I requisiti per poter ottenere un titolo in sanatoria in zona vincolata da un punto di vista paesaggistico sono disciplinati dall’art. 167 del D.Lgs 42/2004. Vediamo quali sono i casi per i quali è possibile richiedere e ottenere una sanatoria paesaggistica.

Sanatoria in zona vincolata … dicasi “Accertamento della Compatibilità Paesaggistica”.

sanatoria in zona vincolata accertamento di compatibilita paesaggistica

Ecco svelato l’arcano!

Inutile dire, che, in zona vincolata, è tutto un po’ più difficile.

E penso che sia normale.

Le zone sottoposte a vincolo paesaggistico meritano un grado di attenzione e tutela diverso dalle zone non riconosciute meritevole di pregio.

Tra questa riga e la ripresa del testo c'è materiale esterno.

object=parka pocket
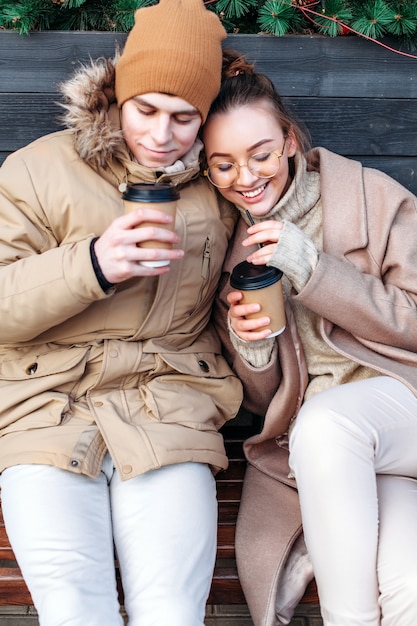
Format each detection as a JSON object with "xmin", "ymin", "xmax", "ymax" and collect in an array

Vediamo quali sono i requisiti necessari che le opere realizzate in assenza di autorizzazione paesaggistica devono avere affinché ne venga accertata la compatibilità paesaggistica.

Il termine corretto è l’Accertamento della Compatibilità Paesaggistica delle opere realizzate in assenza di Autorizzazione Paesaggistica

Facciamo un po’ di chiarezza sulla terminologia.

Con il termine sanatoria si indicano, generalmente, tutte le richieste derivanti dai vari condoni edilizi.

A volte, però, in modo più generico, si tende a chiamare anche l’accertamento di compatibilità paesaggistica come “sanatoria in zona vincolata“.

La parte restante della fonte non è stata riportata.